I think it is a good thing that more people are interested in Kabbalah. Although it was a restricted area of study in earlier generations, the Kabbalists always said that a time will come when their teachings will become available to everyone. Its blend of profound thought and down to earth spirituality is much needed today.

The question is not so much who can study Kabbalah, but rather how can you tell if it's the real thing. What concerns me is that some modern exponents of the Kabbalah claim that it is a separate religion, distinct from Judaism. This claim is not only untrue, it is self-destructive.

I predict (without using any mystical insight) that this idea of divorcing Kabbalah from its Jewish roots will spell the end of the so-called "Kabbalah movement." The real Kabbalah will thrive, but the cheap imitations will go the way of all the other fads.

You see, the Kabbalists call Jewish mysticism the Pardes, meaning "The Garden". What is the parallel between a garden and mysticism? If you see a beautiful flower in a garden, you may have the urge to pick it and take it home to enjoy its beauty. But a flower won't last long out of its natural habitat. Once it is disconnected from its life-force it will very quickly wither and die.

Taking Kabbalah out of its Jewish context is like picking a flower from a garden. It looks beautiful and smells nice for a while, but soon it starts to wither, rot and stink. Kabbalah is a living, breathing spirituality that is nourished by the rich soil of 3,000 years of Jewish wisdom and practice. But those who are calling it a separate religion (for the obvious reason of gaining a wider audience) are turning something deep and holy into just another passing fad -- it looks good, creates a stir, but won't last.

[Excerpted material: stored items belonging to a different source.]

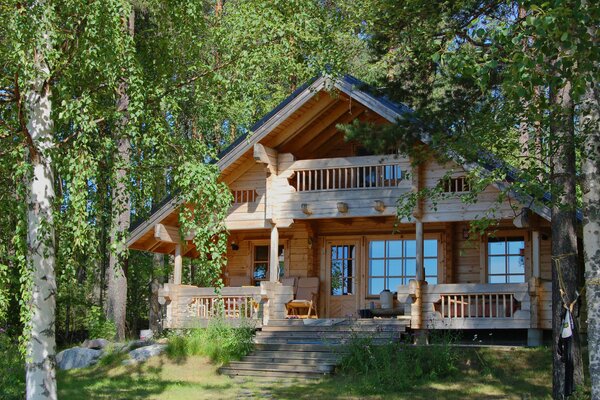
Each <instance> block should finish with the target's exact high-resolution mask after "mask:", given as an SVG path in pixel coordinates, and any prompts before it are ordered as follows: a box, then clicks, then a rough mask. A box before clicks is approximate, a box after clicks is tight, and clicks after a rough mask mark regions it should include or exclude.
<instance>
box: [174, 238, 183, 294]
mask: <svg viewBox="0 0 600 400" xmlns="http://www.w3.org/2000/svg"><path fill="white" fill-rule="evenodd" d="M182 270H183V257H182V255H181V244H177V245H175V266H174V268H173V283H174V284H175V285H181V275H182Z"/></svg>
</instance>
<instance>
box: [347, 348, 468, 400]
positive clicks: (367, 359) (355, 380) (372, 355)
mask: <svg viewBox="0 0 600 400" xmlns="http://www.w3.org/2000/svg"><path fill="white" fill-rule="evenodd" d="M344 350H345V351H344V352H343V356H342V359H341V362H340V366H339V372H340V373H341V374H343V375H345V376H346V377H347V378H348V377H351V378H352V379H351V381H352V382H353V383H354V386H355V389H356V390H357V391H358V392H361V393H369V392H372V391H377V392H381V390H382V389H383V390H384V391H389V392H392V391H399V390H407V389H410V388H412V387H414V386H417V385H419V384H423V383H425V382H427V381H432V380H437V379H443V378H448V377H451V376H453V375H454V374H455V372H456V371H458V360H459V353H458V350H457V349H456V348H454V347H452V346H450V340H449V339H448V338H442V339H441V340H436V343H435V344H432V345H429V346H414V345H411V344H408V343H401V342H394V343H388V344H384V345H374V344H373V341H372V340H371V339H368V338H357V339H354V340H352V341H351V342H350V343H349V344H348V345H346V346H345V349H344Z"/></svg>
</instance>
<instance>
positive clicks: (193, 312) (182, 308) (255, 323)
mask: <svg viewBox="0 0 600 400" xmlns="http://www.w3.org/2000/svg"><path fill="white" fill-rule="evenodd" d="M160 301H163V302H164V303H165V304H166V310H167V313H166V314H167V315H166V319H165V327H166V328H194V327H202V326H206V325H207V324H208V322H209V321H210V320H211V319H215V318H222V319H224V320H226V321H229V322H230V323H232V324H234V325H235V324H238V323H241V321H249V322H252V323H253V324H255V325H259V324H260V323H261V312H262V306H263V299H262V296H261V291H260V288H259V287H253V286H243V287H224V288H222V289H221V290H220V291H219V292H217V291H215V289H214V288H206V287H197V286H190V285H173V284H165V285H164V288H163V289H161V290H160V291H159V302H160Z"/></svg>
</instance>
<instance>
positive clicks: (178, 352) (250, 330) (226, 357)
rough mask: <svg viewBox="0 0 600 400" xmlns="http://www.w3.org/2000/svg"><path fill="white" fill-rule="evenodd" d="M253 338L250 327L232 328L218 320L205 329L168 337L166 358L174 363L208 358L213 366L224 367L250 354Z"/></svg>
mask: <svg viewBox="0 0 600 400" xmlns="http://www.w3.org/2000/svg"><path fill="white" fill-rule="evenodd" d="M253 336H254V328H251V327H249V326H242V327H237V328H233V327H230V326H228V325H226V324H225V323H224V322H223V321H220V320H216V321H214V322H212V321H211V323H210V324H209V325H208V327H207V328H203V329H191V330H189V331H186V332H183V333H180V334H175V335H171V336H170V337H169V342H168V346H167V354H168V355H169V356H170V357H171V358H176V359H177V358H185V357H188V356H198V355H200V356H207V357H209V358H210V359H211V360H212V361H213V362H217V363H221V364H226V363H228V362H229V361H232V360H240V359H241V358H242V357H244V356H245V355H247V354H249V353H250V352H251V351H252V349H253V348H254V344H253V343H252V338H253Z"/></svg>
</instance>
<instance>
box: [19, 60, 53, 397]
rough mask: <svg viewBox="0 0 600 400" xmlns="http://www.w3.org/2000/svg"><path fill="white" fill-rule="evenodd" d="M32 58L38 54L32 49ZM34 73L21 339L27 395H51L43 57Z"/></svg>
mask: <svg viewBox="0 0 600 400" xmlns="http://www.w3.org/2000/svg"><path fill="white" fill-rule="evenodd" d="M35 57H36V58H41V56H40V55H39V53H38V54H36V56H35ZM34 62H35V64H36V65H35V67H36V69H37V72H38V77H37V78H36V79H35V80H34V81H33V82H32V84H31V86H30V87H29V88H28V92H27V94H26V95H25V107H26V110H27V113H28V120H27V131H28V132H27V133H28V135H29V139H30V143H29V150H30V154H29V155H30V157H31V163H32V166H33V176H32V177H31V181H29V182H28V184H29V199H28V214H27V223H28V229H27V243H28V262H30V263H31V270H32V282H31V285H32V286H31V290H32V292H31V299H30V309H31V324H30V328H31V332H30V335H31V337H30V339H29V342H28V344H27V361H26V378H25V379H26V394H27V399H30V400H32V399H56V376H55V365H56V340H55V337H54V331H55V307H56V279H55V273H54V268H55V263H56V259H55V248H54V219H53V215H52V204H53V201H54V178H53V174H52V160H51V158H50V154H49V149H50V148H51V147H52V144H53V136H52V135H53V128H54V126H53V121H52V116H51V112H52V102H51V90H50V86H49V84H48V82H47V81H46V80H45V79H44V78H43V77H46V76H48V75H49V71H48V66H47V65H46V63H45V62H44V61H43V60H40V59H37V60H35V61H34Z"/></svg>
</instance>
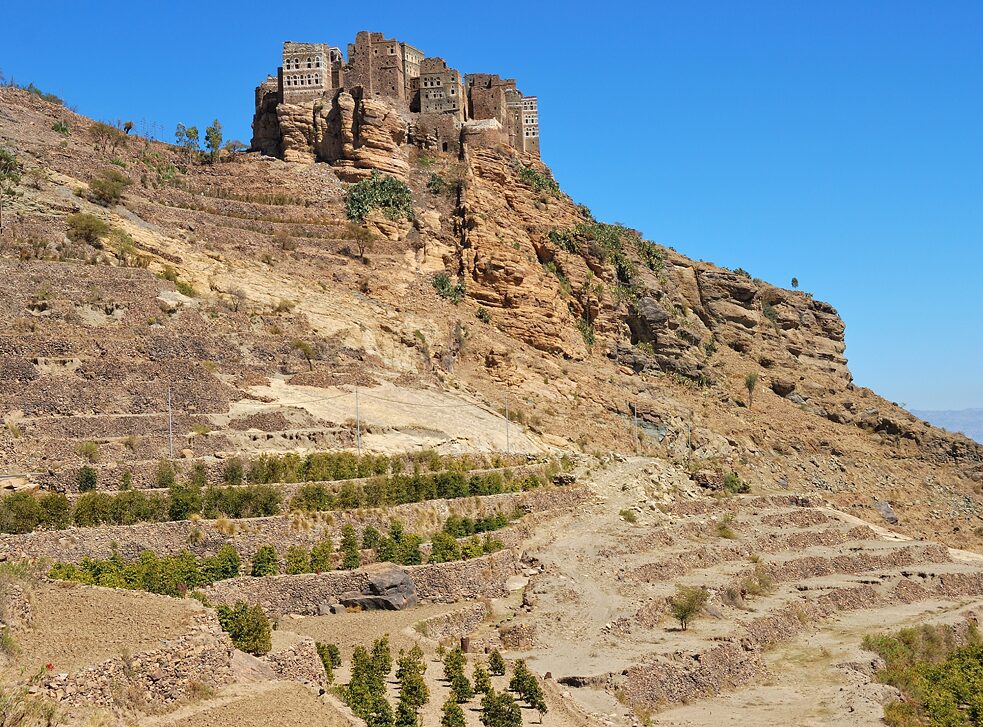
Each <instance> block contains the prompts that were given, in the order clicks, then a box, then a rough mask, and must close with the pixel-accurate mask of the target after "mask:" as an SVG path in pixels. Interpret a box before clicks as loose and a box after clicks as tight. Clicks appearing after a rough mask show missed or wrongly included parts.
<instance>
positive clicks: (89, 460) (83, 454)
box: [78, 442, 99, 463]
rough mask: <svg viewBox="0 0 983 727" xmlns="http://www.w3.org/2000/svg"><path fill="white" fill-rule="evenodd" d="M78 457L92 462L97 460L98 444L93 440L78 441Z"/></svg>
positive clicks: (98, 458)
mask: <svg viewBox="0 0 983 727" xmlns="http://www.w3.org/2000/svg"><path fill="white" fill-rule="evenodd" d="M78 453H79V457H81V458H82V459H84V460H86V461H88V462H90V463H93V462H98V461H99V445H98V444H96V443H95V442H79V445H78Z"/></svg>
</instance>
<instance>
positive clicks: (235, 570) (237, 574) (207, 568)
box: [201, 543, 242, 583]
mask: <svg viewBox="0 0 983 727" xmlns="http://www.w3.org/2000/svg"><path fill="white" fill-rule="evenodd" d="M241 565H242V563H241V561H240V559H239V552H238V551H237V550H236V549H235V548H234V547H232V546H231V545H230V544H228V543H225V544H224V545H222V546H221V547H220V548H219V549H218V552H217V553H216V554H215V555H213V556H212V557H210V558H205V559H204V560H203V561H202V565H201V570H202V574H203V579H204V581H205V582H206V583H214V582H215V581H224V580H225V579H226V578H235V577H237V576H238V575H239V568H240V567H241Z"/></svg>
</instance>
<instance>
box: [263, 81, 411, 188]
mask: <svg viewBox="0 0 983 727" xmlns="http://www.w3.org/2000/svg"><path fill="white" fill-rule="evenodd" d="M406 127H407V122H406V120H405V119H404V118H403V117H402V116H401V115H400V113H399V111H398V110H397V109H396V108H395V107H392V106H390V105H389V104H386V103H385V102H383V101H379V100H376V99H372V98H362V97H361V95H360V94H358V93H356V94H355V95H352V93H350V92H348V91H344V90H342V91H338V92H337V93H335V95H334V96H333V97H331V98H330V99H323V100H317V101H309V102H307V103H303V104H276V103H275V99H273V100H271V101H270V102H268V103H266V102H264V104H262V105H261V106H260V108H259V109H258V111H257V113H256V116H255V118H254V120H253V148H255V149H258V150H260V151H262V152H263V153H265V154H267V155H270V156H282V157H283V159H285V160H286V161H288V162H299V163H304V164H310V163H313V162H315V161H318V162H326V163H328V164H331V165H332V167H334V169H335V171H336V172H337V174H338V176H339V177H340V178H342V179H345V180H352V181H354V180H358V179H360V178H363V177H365V176H368V175H369V174H370V173H371V171H372V170H373V169H375V170H378V171H380V172H383V173H385V174H391V175H393V176H395V177H398V178H400V179H405V178H406V176H407V172H408V170H409V165H408V164H407V161H406V157H407V152H406V149H405V148H403V145H404V144H405V142H406Z"/></svg>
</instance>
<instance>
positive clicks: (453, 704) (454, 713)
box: [440, 695, 467, 727]
mask: <svg viewBox="0 0 983 727" xmlns="http://www.w3.org/2000/svg"><path fill="white" fill-rule="evenodd" d="M466 725H467V722H466V721H465V718H464V710H463V709H461V705H459V704H458V703H457V702H455V701H454V695H451V696H450V697H448V698H447V701H446V702H444V706H443V708H442V709H441V711H440V727H466Z"/></svg>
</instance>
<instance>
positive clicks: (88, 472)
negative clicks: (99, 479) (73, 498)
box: [78, 464, 99, 492]
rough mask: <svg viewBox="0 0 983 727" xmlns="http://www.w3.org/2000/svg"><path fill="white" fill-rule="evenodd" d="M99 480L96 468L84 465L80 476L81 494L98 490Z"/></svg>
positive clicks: (80, 487)
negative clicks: (82, 493)
mask: <svg viewBox="0 0 983 727" xmlns="http://www.w3.org/2000/svg"><path fill="white" fill-rule="evenodd" d="M98 479H99V478H98V475H96V469H95V467H93V466H92V465H87V464H86V465H82V467H81V469H79V476H78V485H79V492H91V491H92V490H94V489H96V485H97V484H98Z"/></svg>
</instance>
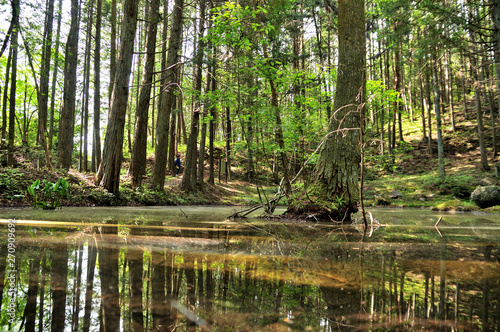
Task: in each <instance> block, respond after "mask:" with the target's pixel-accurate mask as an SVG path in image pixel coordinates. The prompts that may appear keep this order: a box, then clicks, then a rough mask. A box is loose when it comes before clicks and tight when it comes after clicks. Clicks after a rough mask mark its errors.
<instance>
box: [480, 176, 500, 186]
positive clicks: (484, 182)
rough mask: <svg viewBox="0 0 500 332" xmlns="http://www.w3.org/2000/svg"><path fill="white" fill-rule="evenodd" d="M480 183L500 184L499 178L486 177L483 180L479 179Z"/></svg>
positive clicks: (489, 184)
mask: <svg viewBox="0 0 500 332" xmlns="http://www.w3.org/2000/svg"><path fill="white" fill-rule="evenodd" d="M479 184H480V185H481V186H483V187H484V186H496V185H497V184H498V182H497V180H495V179H493V178H484V179H482V180H481V181H479Z"/></svg>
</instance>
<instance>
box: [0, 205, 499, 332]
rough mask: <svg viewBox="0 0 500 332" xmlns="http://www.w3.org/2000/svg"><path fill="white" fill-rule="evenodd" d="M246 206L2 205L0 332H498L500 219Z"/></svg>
mask: <svg viewBox="0 0 500 332" xmlns="http://www.w3.org/2000/svg"><path fill="white" fill-rule="evenodd" d="M242 209H243V208H241V207H238V208H235V207H209V206H205V207H142V208H129V207H114V208H63V209H61V210H57V211H34V210H31V209H22V210H12V209H0V247H1V249H0V303H1V308H0V310H1V311H0V313H1V317H0V330H4V331H19V330H20V331H23V330H26V331H35V330H36V331H359V330H361V331H366V330H370V331H377V330H378V331H388V330H392V331H405V330H413V331H500V327H499V326H500V282H499V279H500V216H499V215H489V214H472V213H456V214H453V213H440V214H436V213H432V212H430V211H427V210H400V209H398V210H385V209H384V210H382V209H379V210H377V209H375V210H371V217H372V218H373V222H372V221H371V220H372V219H371V218H370V215H369V216H368V223H369V226H370V227H369V228H368V229H367V231H366V232H364V231H363V227H362V226H361V224H359V225H338V224H333V223H327V224H325V223H303V222H290V221H284V220H279V219H272V220H271V219H267V220H266V219H256V218H253V217H252V216H250V217H249V218H247V219H238V220H228V219H227V216H229V215H231V214H232V213H234V212H236V211H238V210H242ZM253 215H255V214H253ZM358 216H359V214H358ZM440 217H442V219H441V221H440V222H439V223H438V225H437V226H435V225H436V223H437V222H438V220H439V218H440Z"/></svg>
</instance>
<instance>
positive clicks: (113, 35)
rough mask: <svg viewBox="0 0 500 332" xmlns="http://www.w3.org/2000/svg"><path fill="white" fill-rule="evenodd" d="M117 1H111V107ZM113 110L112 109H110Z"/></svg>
mask: <svg viewBox="0 0 500 332" xmlns="http://www.w3.org/2000/svg"><path fill="white" fill-rule="evenodd" d="M116 12H117V10H116V0H111V22H110V25H111V34H110V44H109V46H110V47H109V105H110V106H111V96H112V95H113V89H114V87H115V82H116V24H117V23H116V19H117V13H116ZM110 108H111V107H110Z"/></svg>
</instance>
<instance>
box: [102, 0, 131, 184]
mask: <svg viewBox="0 0 500 332" xmlns="http://www.w3.org/2000/svg"><path fill="white" fill-rule="evenodd" d="M123 13H124V14H123V22H122V32H121V38H120V40H121V42H120V44H121V45H120V54H119V59H118V62H117V69H116V83H115V86H114V88H113V94H112V96H111V109H110V115H109V123H108V128H107V131H106V138H105V140H104V151H103V157H102V162H101V166H100V167H99V171H98V173H97V182H98V183H99V184H100V185H101V186H103V187H104V188H105V189H107V190H108V191H109V192H110V193H117V192H118V191H119V186H120V171H121V163H122V152H123V139H124V130H125V115H126V112H127V101H128V95H129V86H128V84H129V78H130V71H131V66H132V56H133V49H134V39H135V32H136V27H137V14H138V3H137V1H134V0H126V1H125V3H124V6H123Z"/></svg>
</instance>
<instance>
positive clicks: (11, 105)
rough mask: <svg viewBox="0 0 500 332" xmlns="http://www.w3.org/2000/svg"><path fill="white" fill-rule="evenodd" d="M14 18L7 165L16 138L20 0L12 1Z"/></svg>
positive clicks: (10, 37) (10, 165) (12, 36)
mask: <svg viewBox="0 0 500 332" xmlns="http://www.w3.org/2000/svg"><path fill="white" fill-rule="evenodd" d="M12 11H13V16H14V17H16V19H15V20H13V22H14V24H13V29H12V35H11V37H10V48H11V50H10V51H11V52H12V66H11V68H12V74H11V77H10V91H9V92H10V100H9V140H8V153H7V166H12V165H13V164H14V139H15V118H16V85H17V54H18V49H19V45H18V35H19V11H20V3H19V1H18V0H14V1H12Z"/></svg>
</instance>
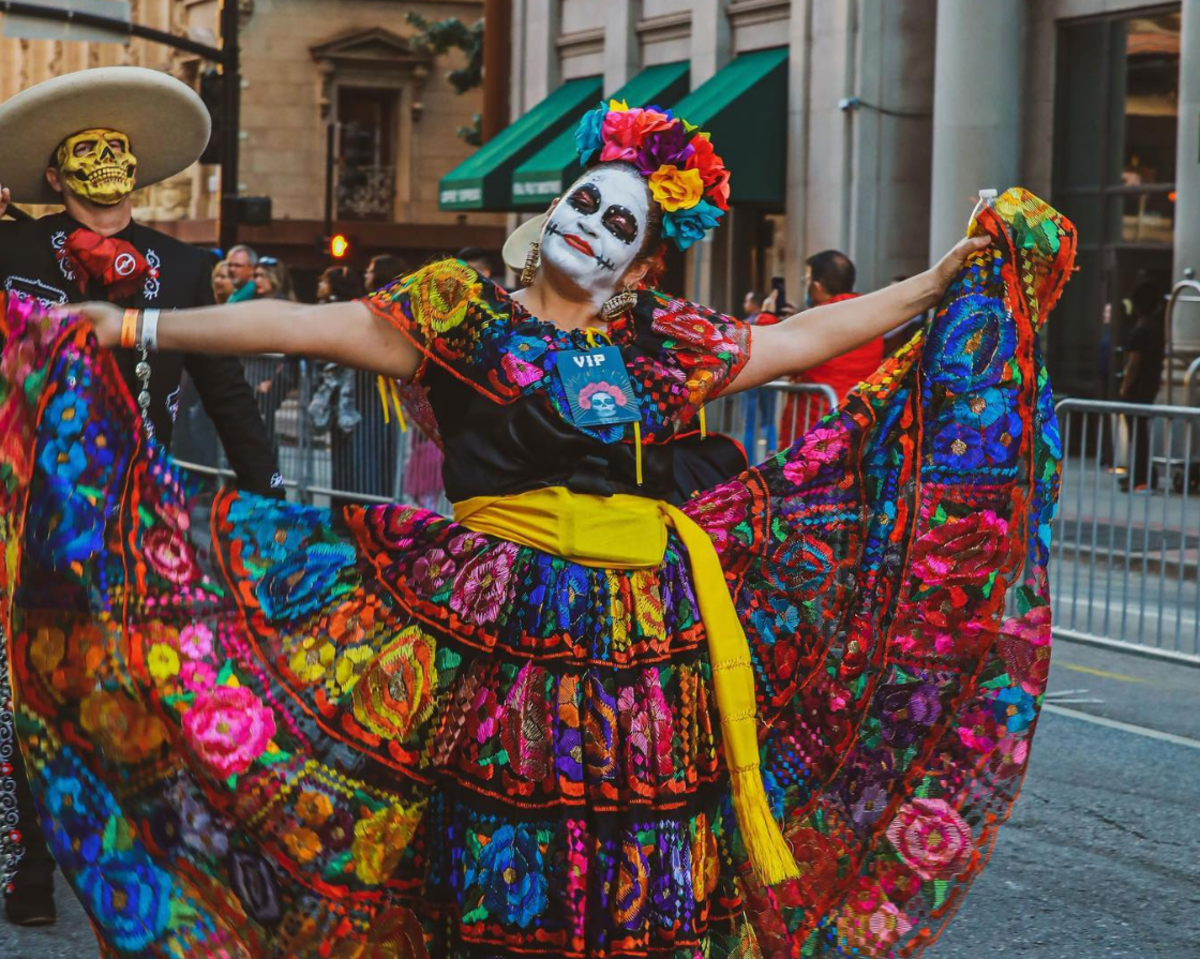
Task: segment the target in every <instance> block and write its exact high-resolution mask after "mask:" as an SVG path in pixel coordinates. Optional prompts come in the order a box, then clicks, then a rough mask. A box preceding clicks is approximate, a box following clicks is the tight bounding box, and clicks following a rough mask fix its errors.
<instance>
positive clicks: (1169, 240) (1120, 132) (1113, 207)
mask: <svg viewBox="0 0 1200 959" xmlns="http://www.w3.org/2000/svg"><path fill="white" fill-rule="evenodd" d="M1180 28H1181V13H1180V8H1178V5H1174V6H1172V7H1163V8H1162V10H1159V11H1150V12H1146V11H1139V12H1138V14H1136V16H1130V14H1123V16H1116V17H1105V18H1099V19H1087V20H1069V22H1064V23H1061V24H1060V26H1058V36H1057V65H1058V67H1057V70H1058V72H1057V85H1056V90H1055V94H1056V120H1055V148H1054V203H1055V205H1056V206H1057V208H1058V209H1061V210H1062V211H1063V212H1064V214H1067V215H1068V216H1069V217H1070V218H1072V220H1074V221H1075V224H1076V227H1078V228H1079V240H1080V247H1079V257H1078V264H1079V268H1080V272H1079V275H1078V276H1076V277H1075V280H1074V281H1073V282H1072V283H1069V284H1068V286H1067V290H1066V293H1064V295H1063V300H1062V304H1061V306H1060V310H1058V312H1057V313H1056V314H1055V319H1054V322H1052V323H1051V324H1050V326H1049V340H1050V349H1049V355H1048V359H1049V364H1050V368H1051V373H1052V376H1054V380H1055V386H1056V389H1057V390H1060V391H1062V392H1068V394H1072V395H1081V396H1110V397H1111V396H1114V395H1115V385H1116V384H1115V377H1116V373H1117V367H1118V361H1120V346H1121V343H1122V341H1123V338H1124V336H1126V334H1127V330H1128V325H1129V323H1130V320H1132V317H1130V312H1129V311H1130V299H1132V296H1133V292H1134V289H1135V288H1136V287H1138V286H1140V284H1145V283H1153V284H1156V286H1157V287H1160V288H1162V293H1163V295H1164V296H1165V294H1166V293H1168V292H1169V289H1170V283H1171V258H1172V244H1174V236H1175V162H1176V160H1175V157H1176V152H1175V151H1176V144H1177V138H1178V88H1180Z"/></svg>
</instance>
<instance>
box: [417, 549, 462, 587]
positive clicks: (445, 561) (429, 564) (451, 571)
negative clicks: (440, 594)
mask: <svg viewBox="0 0 1200 959" xmlns="http://www.w3.org/2000/svg"><path fill="white" fill-rule="evenodd" d="M456 570H457V565H456V564H455V562H454V559H451V558H450V557H449V556H446V551H445V550H442V549H437V547H434V549H432V550H430V551H428V552H427V553H425V555H424V556H421V557H419V558H418V559H416V562H415V563H413V586H414V587H415V588H416V589H418V592H420V593H422V594H424V595H427V597H428V595H433V594H434V593H437V592H438V591H439V589H442V587H443V586H445V585H446V582H448V581H449V580H450V577H451V576H454V574H455V571H456Z"/></svg>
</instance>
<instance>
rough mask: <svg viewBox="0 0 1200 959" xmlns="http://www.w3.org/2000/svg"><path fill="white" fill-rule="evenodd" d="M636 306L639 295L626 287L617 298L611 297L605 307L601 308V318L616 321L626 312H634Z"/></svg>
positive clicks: (605, 302) (634, 290) (602, 307)
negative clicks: (630, 310)
mask: <svg viewBox="0 0 1200 959" xmlns="http://www.w3.org/2000/svg"><path fill="white" fill-rule="evenodd" d="M635 306H637V293H636V290H632V289H630V288H629V287H625V289H624V290H622V292H620V293H618V294H617V295H616V296H610V298H608V299H607V300H605V301H604V306H601V307H600V316H602V317H604V318H605V319H616V318H617V317H619V316H620V314H622V313H624V312H625V311H626V310H632V308H634V307H635Z"/></svg>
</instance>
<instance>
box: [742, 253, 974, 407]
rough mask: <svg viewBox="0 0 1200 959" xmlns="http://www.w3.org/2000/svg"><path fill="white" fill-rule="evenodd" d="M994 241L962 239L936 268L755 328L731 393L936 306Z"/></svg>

While one can taste the teachings of Kabbalah even without being particularly observant of Judaism, you can't detach it from its source. Kabbalah is the soul of Torah-Judaism. A body without a soul is lifeless; a soul without a body is baseless. Judaism without its mystical and spiritual side can become dry and unattractive. But Kabbalah without the grounding of practical Judaism, of Torah and its Mitzvos, is an uprooted flower.

We are a searching generation. We've tried empty materialism and it has failed to sustain us. We have experimented with spiritual escapism and it has left us floating towards nowhere. It is time to taste the fruits of The Garden -- the deepest mystical insights grounded in the fertile soil of tradition. That's real Kabbalah.